Tuesday, October 17, 2006

"Ich fürchte mich vor dem Tod" - Nitsch zu Rainer, Teil 4




ARNULF RAINER und HERMANN NITSCH im letzten Teil des Gesprächs über das Altern mit einer gar nicht schweigenden ELFI OBERHUBER. Für Einführung und Teile 1,2,3 scroll down.

Photo: Hermann Nitsch (© Gai Jeger)


Von der Religiosität zur Blasphemie


intimacy-art: Man sagt ja im Volksmund, der Mensch wird im Alter religiös.
RAINER: Ja, "alte Huren werden fromm", wir waren aber nie Huren.
intimacy-art: Sie haben sich also immer mit Religion befaßt.
RAINER: Ich habe mich immer mit Religion befaßt, ja, weil sie mit Mystik zu tun hat. Ich habe aber keine konfessionelle Bindung.
NITSCH: Bei mir ist es ähnlich. Ich bin seit meinen Anfängen religiös, aber nicht konfessionell gebunden. Ich bin eher dem ganzen Schöpfungsablauf, dem Sein, zugewandt. Mich faszinieren Religionen, ich versuche sie auch immer wieder zu vergleichen und Ähnlichkeiten festzustellen. Ich habe sehr viel vom Psychoanalytiker C.G. Jung gelernt, seinem Modell des kollektiven Unbewußten, aus dem die ganzen Mythen entstehen und sich die Archetypen heraus kristallisieren. Das fasziniert mich, ob es wahr oder unwahr ist. Es stellt die Entwicklung des Bewußtseins dar, die Psychosen, wo man im Mythischen ertrinkt.
intimacy-art: Und wie bewußt ist Ihnen beiden der Moment der Blasphemie in Ihrer Kunst?
RAINER: Als Künstler kann ich, wenn ich eine Bibelillustration übermale, nicht blasphemisch werden, weil die Werksgestaltung so viel Wahrheitskraft erfordert, dass das Blasphemische, selbst wenn man sich das sogar vornehmen würde, schon längst verdunstet ist.
NITSCH: Es gibt in der Kunst weder Blasphemie, noch Pornografie, nur schlechte und gute erotische Kunst. Gemäß der Freiheit der Kunst wird der liebe Gott, selbst wenn er auf einem Bild beleidigt werden sollte, nicht wirklich beleidigt.
RAINER: Außerdem wäre das eine Interpretation, dass das eine Beleidigung wäre.

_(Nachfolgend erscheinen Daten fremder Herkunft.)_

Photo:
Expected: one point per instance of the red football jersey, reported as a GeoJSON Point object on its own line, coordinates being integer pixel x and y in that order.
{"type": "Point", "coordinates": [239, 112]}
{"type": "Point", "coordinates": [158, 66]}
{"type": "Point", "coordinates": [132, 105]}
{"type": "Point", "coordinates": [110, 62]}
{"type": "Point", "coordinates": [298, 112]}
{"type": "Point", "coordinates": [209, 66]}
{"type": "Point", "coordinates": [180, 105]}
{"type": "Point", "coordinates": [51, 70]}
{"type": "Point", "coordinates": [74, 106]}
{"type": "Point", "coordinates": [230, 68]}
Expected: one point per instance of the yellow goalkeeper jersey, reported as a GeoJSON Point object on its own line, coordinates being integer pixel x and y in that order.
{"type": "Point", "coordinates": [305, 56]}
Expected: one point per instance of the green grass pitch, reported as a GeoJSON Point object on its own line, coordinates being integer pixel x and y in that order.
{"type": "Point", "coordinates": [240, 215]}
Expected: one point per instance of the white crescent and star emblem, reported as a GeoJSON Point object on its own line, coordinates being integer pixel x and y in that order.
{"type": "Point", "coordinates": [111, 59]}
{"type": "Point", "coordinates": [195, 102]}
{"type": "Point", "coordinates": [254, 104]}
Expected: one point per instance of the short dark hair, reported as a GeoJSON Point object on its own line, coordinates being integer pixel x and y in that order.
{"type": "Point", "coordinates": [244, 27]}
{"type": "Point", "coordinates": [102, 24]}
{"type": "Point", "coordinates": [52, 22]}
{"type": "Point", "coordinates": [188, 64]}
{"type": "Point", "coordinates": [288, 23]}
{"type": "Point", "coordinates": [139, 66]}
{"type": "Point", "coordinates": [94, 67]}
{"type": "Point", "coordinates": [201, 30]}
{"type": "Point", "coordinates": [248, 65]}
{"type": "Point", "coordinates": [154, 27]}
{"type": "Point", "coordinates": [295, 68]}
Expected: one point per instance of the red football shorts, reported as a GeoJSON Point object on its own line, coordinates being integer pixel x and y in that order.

Was kommt jetzt: Der Tod, und was dann?

intimacy-art: Das sagen also immer nur die anderen, selbst beabsichtigt man es nicht. In Ihren beiden Werken kommt auch immer der Tod vor. Das paßt ja auch zum Alter: als Ausblick. In beiden Fällen ist das für mich aber so zu verstehen, dass nach dem Tod das Leben kommt. Die Freude nach dem Elend, sozusagen.
NITSCH: Thomas Mann hat einmal etwas Gescheites gesagt: "Gäbe es den Tod nicht, würde nicht philosophiert werden." Viele große Philosophen geben keine direkten Antworten. Ich habe mythische Erlebnisse gehabt und sie bis zu einem Grad hervorgerufen. Da gibt es immer wieder Momente, wo man glaubt, den Tod überwunden zu haben, weil man sich mitten in der Schöpfung befindet. Und der Tod ist eben nur eine Verwandlung, nach der man wiederkehrt. Das ist auch ein Trost. Das kommt bei den verschiedensten Religionen und in der Mystik immer wieder vor. Die Christen sind da relativ dogmatisch, während die Inder mit ihrer Wiedergeburtslehre Chiffrierungen gewisser Tatsachen vornehmen. Aber die Angst vor dem Tod kann einem niemand nehmen. Als meine Frau starb, konnten mir Philosophien gefühlsmäßige Impulse geben, aber der Tod hat in seiner Nacktheit seinen Schrecken bei mir nicht verloren. Obwohl ich glaube, dass alles wiederkehrt und dass ich Bestandteil des Ganzen bin. Es wird sehr überschätzt, dass "ich persönlich wiederkehre". Es gibt auch immer wieder den Unterschied zwischen dem Ich und dem Selbst. Das Selbst bedeutet den Kontakt zum Ganzen, und erfährt man das Selbst, hätte man eigentlich schon den Tod überwunden. Nur das Ich stirbt. Ich fürchte mich aber, trotz meines Glaubens an die Wiederkehr, rechtschaffen vor dem Tod, so wie sich ein Kind vor dem Einschlafen fürchtet. Es gibt das Gleichnis vom Zenmeister, den Räuber abstechen, und er schreit. Daraufhin wurde lange debattiert, ob er überhaupt schreien hätte dürfen. Am Ende wurde seinem Schreien recht gegeben, weil sich seine Natur trotz seiner Erleuchtung erschrocken hatte.
RAINER: Ich fürchte mich nur vor dem Leiden. Man stirbt selten im Schlaf, was ich mir aber wünschen würde. Es ist mein letzter großer Wunsch an das Leben, den Tod nicht zu merken. Wiederkehren muß ich nicht, weil ich mir denke, "um Gottes Willen, soll man sich wieder plagen?".
intimacy-art: Warum haben Sie sich aber mit Totenmasken befaßt?
RAINER: Aus Faszination. Der Tod hat mich in meiner Kunst immer fasziniert, weil er zum Leben dazu gehört. Es ist aber keine Beschäftigung mit dem wirklichen Tod, sondern nur mit der Physiognomie des wirklichen Todes.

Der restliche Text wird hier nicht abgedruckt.